Sesuai tebakanku, lima menit berlalu dan bisa dilihat perbedaannya. Selfi sudah membenarkan letak dandanannya semenjak keluar dari toilet di dekat kantin. Aku kembali menghela napas perlahan. Kenapa semua orang di sini begitu unik? Selalu membuatku tertawa geli dalam diam sekaligus mengelus dada.

Selfi menyeruput es teh sisa minumnya tadi. Kami sudah menghabiskan makanan dan minuman di atas meja.

"Yuk, bayar!" ajaknya.

Aku pun mengikutinya. Langkah kakiku terhenti saat melihat Miranda. Ia makan sendirian di kantin. Yang kulihat dari sikapnya, dia nampak bukan seperti wanita hobi nangis. Dandanannya yang selalu rapi dan terlihat sekali dia wanita perfeksionis. Dia sangat cantik. Pantas saja si bossy sangat menyukainya. Aku tersenyum tipis.

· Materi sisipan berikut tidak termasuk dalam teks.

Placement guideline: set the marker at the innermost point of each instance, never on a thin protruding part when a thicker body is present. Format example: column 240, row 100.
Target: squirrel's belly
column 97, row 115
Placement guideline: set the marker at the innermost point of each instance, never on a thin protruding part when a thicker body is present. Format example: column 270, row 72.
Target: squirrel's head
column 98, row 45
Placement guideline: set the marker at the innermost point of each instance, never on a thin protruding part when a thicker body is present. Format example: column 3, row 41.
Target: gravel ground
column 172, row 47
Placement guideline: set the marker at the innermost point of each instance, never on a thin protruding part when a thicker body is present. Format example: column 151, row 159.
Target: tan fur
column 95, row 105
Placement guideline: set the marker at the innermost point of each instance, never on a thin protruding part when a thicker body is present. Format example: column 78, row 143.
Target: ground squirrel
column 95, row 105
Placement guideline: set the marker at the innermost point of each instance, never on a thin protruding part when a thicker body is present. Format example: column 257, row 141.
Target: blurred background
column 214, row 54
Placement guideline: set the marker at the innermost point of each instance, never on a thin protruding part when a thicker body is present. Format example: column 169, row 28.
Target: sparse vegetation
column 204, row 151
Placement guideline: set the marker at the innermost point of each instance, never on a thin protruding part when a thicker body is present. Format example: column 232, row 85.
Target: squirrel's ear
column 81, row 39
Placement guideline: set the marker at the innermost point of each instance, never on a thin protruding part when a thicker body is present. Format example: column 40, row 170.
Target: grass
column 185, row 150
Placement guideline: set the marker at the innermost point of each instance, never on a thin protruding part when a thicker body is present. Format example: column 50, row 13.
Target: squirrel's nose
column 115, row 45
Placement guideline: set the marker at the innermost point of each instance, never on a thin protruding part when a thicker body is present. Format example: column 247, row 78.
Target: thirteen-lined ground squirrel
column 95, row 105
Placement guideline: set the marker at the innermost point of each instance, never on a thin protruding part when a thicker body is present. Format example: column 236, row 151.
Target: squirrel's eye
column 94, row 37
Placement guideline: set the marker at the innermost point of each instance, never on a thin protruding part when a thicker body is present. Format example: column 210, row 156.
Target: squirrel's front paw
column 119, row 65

Apakah setiap laki-laki memang selalu menginginkan wanita yang cantik?

Yang kutahu, Anggrek adalah gadis yang cantik dan cerdas. Jika dibadingkan denganku, rasanya berbeda. Aku cuma wanita biasa. Memang sebagian lelaki pernah mengatakan aku cantik, tapi kusadar, bukan sangat cantik. Tidak seperti Miranda atau Anggrek. Mereka tidak hanya terlihat cantik saja, tapi juga menarik, dan fashionable tentunya. Kenapa aku jadi membandingkan diriku dengan mereka?

Aku tersentak saat wajah Selfi berada tepat di depan wajahku. Terutama telapak tangannya yang melambai di depan mataku.

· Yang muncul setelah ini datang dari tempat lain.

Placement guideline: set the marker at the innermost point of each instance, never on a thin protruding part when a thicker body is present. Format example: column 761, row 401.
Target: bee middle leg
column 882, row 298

"Ngelamunin apaan sih? Itu? Miranda?" tunjuknya pada Miranda. Dan otomatis lagi aku mengangguk lalu menggeleng. Entahlah di mana kesadaranku sekarang.

Aku segera melangkah cepat ke kasir untuk membayar makananku tadi. Sekaligus juga menghindari Selfi dengan segala pertanyaannya.

"Miranda itu tunangan si bossy. Tiap hari dia ke sini. Mungkin si bossy sampai bosan liat wajahnya." Selfi mengatakannya sambil tergelak saat kami melewati koridor kantor menuju ruangan kerja.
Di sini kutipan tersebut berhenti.